US biomass firm Incitor has secured funding for a demonstration of its low-temperature biofuel production technology, the company announced on Monday.

Incitor will receive $1.5 million in funding from an investment group led by the Cottonwood Technology Fund to finance a 15,000-30,000/year demonstration facility.

Dr. John Elling, chief executive of Incitor, added: "Cottonwood's support will enable Incitor to rapidly commercialise its unique biofuel and biochemical production processes."

The company’s low-temperature chemical process breaks down almost any biomass from agricultural, solid, woody or algal waste to create commodity petrochemical replacements, specialty bio-based chemicals, and Incitor’s third generation biofuel, Alestron, which is compatible with both gasoline and diesel, and two-cycle engine fuels.

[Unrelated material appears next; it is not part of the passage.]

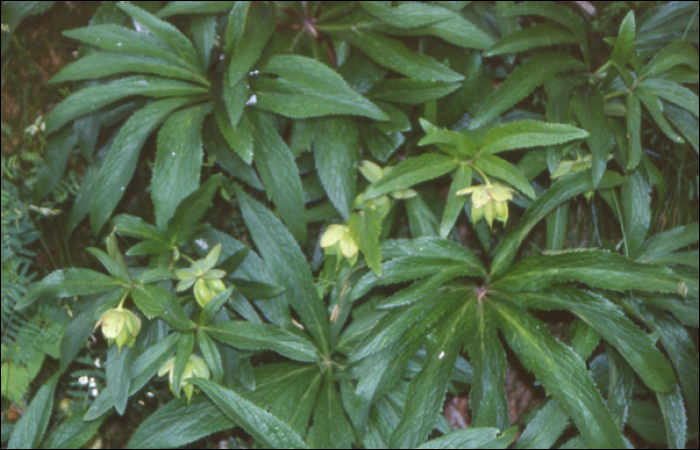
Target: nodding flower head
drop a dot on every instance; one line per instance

Incitor claims that this technology will allow biofuel production at about $2/gallon, while also reducing the production cost of important industrial chemicals such as levulinates, formates, and proprionates by about 80%.

"We believe Incitor's unique low cost chemistry brings new economics to the biofuels and biochemicals industries,” said David Blivin, managing director of Cottonwood Technology Fund. “In addition, their inclusion of alcohols (methanol and ethanol) in their synthetic process creates interesting opportunities to create higher value products from ethanol and natural gas."

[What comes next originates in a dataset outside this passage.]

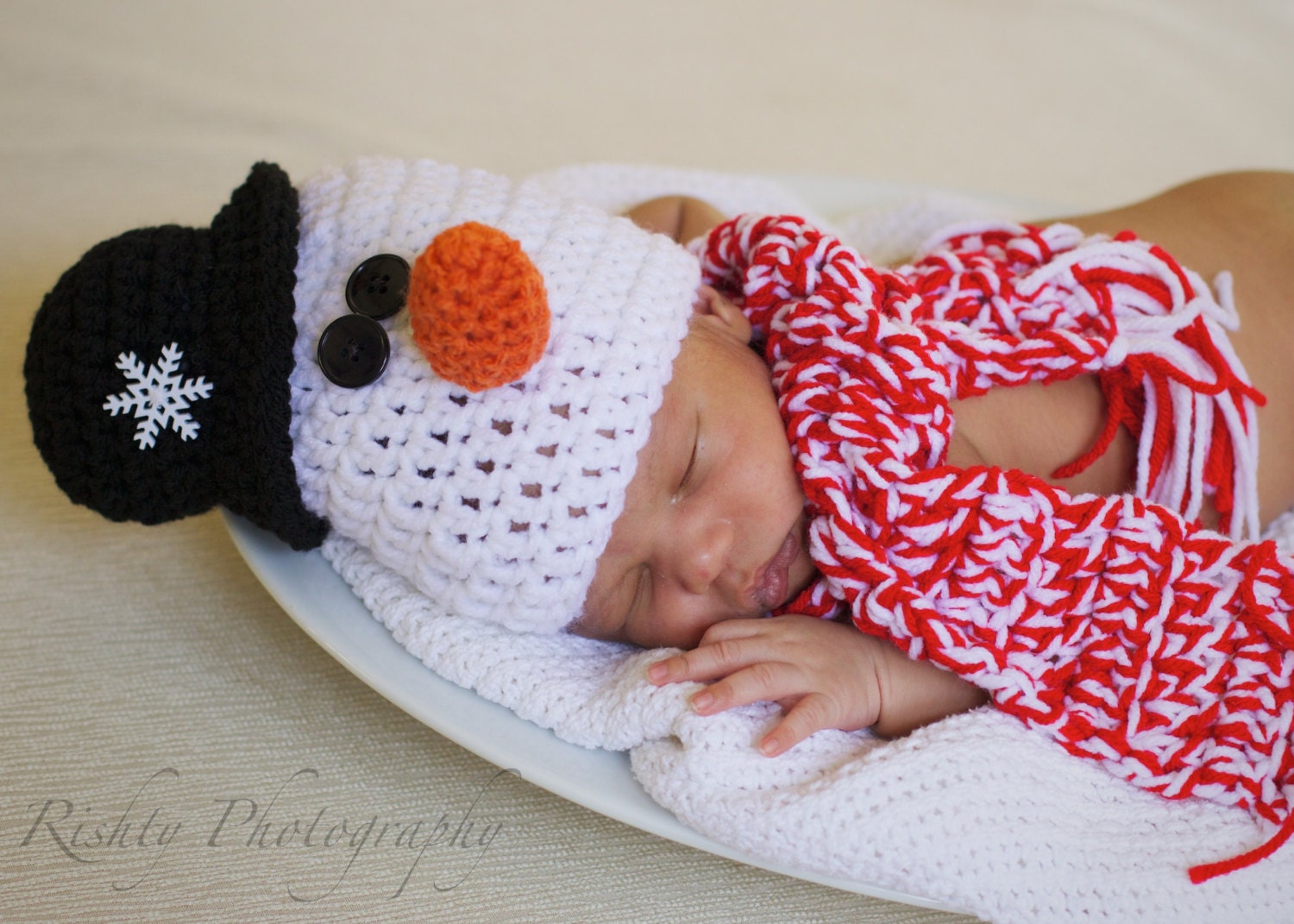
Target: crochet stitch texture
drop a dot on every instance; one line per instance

Cottonwood Technology Fund is an early-stage technology commercialisation fund with offices in El Paso, Texas, and Santa Fe, New Mexico. It aims to cultivate the entrepreneurial community of the Paso del Norte region running along the Rio Grande River from Los Alamos, New Mexico, to El Paso, Texas.

Incitor specialises in turning renewable waste biomass into valuable products, such as fuel, additives, petrochemical replacements and specialty chemicals.